An educational center and worship space for a Hindu spiritual organization is an unusual program for central Texas—not known for accommodating a large South Asian immigrant population. Although strict budget constraints precluded the traditional stone temple the clients initially hoped for, the architects were able to devise a vocabulary of forms that could be built of inexpensive materials, but still recall typical Indian architectural typologies specific to the school and temple. Simple strategies, like alternating the colors of the metal roof panels and building a stone precinct wall of limestone slabs that could be individually sponsored as part of the fundraising effort, combined pragmatism and poetry.

Pedestrian Bridge
Lake Austin, Texas

This bridge connects the main house on a property facing Lake Austin to a separate guesthouse. Its structure is made of several 80-foot-long, 5-inch diameter welded steel tubes that arc gracefully over a watery inlet separating the two buildings.

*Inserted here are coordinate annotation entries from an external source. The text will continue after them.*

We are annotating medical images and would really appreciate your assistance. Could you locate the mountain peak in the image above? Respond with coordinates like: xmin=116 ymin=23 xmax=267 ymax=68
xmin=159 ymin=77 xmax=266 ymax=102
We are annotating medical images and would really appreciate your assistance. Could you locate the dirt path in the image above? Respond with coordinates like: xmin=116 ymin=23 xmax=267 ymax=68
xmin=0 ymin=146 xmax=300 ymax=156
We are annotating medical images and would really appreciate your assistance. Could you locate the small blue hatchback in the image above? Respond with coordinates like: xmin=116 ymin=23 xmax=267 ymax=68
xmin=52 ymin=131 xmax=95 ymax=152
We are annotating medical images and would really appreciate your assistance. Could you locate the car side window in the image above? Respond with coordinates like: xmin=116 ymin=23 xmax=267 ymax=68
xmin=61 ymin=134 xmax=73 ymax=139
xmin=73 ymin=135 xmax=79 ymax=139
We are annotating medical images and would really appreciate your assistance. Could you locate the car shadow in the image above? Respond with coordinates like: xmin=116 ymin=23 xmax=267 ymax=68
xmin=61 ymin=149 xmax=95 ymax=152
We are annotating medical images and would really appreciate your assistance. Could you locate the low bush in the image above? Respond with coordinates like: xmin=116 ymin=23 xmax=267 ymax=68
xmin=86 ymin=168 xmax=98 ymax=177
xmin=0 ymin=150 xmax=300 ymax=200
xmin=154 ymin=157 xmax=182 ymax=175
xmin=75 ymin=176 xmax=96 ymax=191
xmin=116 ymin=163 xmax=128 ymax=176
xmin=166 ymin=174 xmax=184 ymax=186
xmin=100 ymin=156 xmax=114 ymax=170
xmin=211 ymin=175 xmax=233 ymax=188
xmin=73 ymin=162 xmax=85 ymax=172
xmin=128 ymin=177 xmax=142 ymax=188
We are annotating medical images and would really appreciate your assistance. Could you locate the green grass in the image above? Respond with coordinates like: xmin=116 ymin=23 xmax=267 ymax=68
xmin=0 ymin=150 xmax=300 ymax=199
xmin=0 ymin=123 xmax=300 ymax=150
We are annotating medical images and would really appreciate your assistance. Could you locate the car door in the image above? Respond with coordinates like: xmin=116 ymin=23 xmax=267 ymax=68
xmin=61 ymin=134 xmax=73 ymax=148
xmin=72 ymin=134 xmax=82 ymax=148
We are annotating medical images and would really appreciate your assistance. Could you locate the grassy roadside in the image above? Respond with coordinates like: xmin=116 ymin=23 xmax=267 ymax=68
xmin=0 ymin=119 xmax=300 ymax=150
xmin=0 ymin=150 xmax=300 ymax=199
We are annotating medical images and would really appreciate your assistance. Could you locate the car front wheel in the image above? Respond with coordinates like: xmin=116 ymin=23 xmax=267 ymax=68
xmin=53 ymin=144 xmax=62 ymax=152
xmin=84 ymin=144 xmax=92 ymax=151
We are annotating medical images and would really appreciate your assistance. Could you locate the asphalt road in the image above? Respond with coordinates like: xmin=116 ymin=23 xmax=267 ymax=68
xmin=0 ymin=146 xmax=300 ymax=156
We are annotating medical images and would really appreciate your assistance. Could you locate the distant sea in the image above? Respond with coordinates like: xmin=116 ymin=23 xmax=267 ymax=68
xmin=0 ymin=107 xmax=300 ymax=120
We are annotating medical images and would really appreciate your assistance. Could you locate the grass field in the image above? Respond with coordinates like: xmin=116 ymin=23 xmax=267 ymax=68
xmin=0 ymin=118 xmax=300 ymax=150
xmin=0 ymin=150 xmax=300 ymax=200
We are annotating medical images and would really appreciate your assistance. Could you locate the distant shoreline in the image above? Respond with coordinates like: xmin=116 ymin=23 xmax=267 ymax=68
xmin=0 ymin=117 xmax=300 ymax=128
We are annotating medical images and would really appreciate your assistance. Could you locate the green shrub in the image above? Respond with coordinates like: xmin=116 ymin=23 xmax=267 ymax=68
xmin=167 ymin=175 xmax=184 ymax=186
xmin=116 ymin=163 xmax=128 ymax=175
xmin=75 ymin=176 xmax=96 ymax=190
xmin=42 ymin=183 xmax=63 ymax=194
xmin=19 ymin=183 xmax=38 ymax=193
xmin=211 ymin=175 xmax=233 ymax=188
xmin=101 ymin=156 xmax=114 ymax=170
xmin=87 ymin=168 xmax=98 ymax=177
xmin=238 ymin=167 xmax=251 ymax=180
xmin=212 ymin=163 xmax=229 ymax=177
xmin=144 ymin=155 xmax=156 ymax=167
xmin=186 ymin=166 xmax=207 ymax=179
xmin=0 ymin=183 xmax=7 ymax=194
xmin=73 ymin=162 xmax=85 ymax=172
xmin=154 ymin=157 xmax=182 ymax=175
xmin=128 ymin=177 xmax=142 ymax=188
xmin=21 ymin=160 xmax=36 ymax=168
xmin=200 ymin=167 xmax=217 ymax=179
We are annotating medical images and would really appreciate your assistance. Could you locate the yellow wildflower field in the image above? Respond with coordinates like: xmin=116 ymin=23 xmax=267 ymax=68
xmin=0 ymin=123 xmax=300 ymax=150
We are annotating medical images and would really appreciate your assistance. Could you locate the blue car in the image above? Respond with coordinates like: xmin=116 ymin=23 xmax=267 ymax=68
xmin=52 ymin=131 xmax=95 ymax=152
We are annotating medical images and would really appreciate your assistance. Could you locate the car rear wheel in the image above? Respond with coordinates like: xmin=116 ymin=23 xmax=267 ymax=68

The deck and sides of the bridge are made of half-inch steel rebar wrapped around the tubes. These common elements combined in an unexpected way evoke wetland plants growing on the site and transform what could be an intrusive element into a symbiotic, almost invisible link.

LifeWorks
Austin, Texas

This headquarters was built for a nonprofit organization that helps at-risk children and families reorient their lives through educational programs and counseling. The architects physically suggested the organization’s mission by orienting it outward and opening it up to the neighborhood. The building is aligned to the edge of its site along a curving street with parking set to the rear. A continuous, three-story colonnade runs along this front-facing elevation. Its columns are slightly askew, an oblique reference to the organization’s clients, who come seeking support and assistance.Another design element doing double duty is the mix of three different exterior cladding materials, which alludes to the organization’s three cornerstones: counseling, education, and youth development.

Circuit of the Americas
Del Valle, Texas

The 1,500-acre Circuit of the Americas, just outside Austin, is the first purpose-built Formula 1 racing facility in the United States. For this project, the architects were commissioned to design a 9,000-seat main grandstand, a 27-acre Grand Plaza, a central greenspace with a 14,000-seat outdoor amphitheater, and a 251-foot-tall observation tower. (A specialist German firm designed the super curvy track itself.) Naturally, the team looked to cars and auto culture for formal design cues. This is perhaps most clearly expressed in the band of sinuous red pipes shrouding the observation tower, the most prominent element on the site. According to Rivera, the idea for them came from watching the endless taillights of cars in the evening commute on the notoriously crowded Austin freeways winding their way through the city.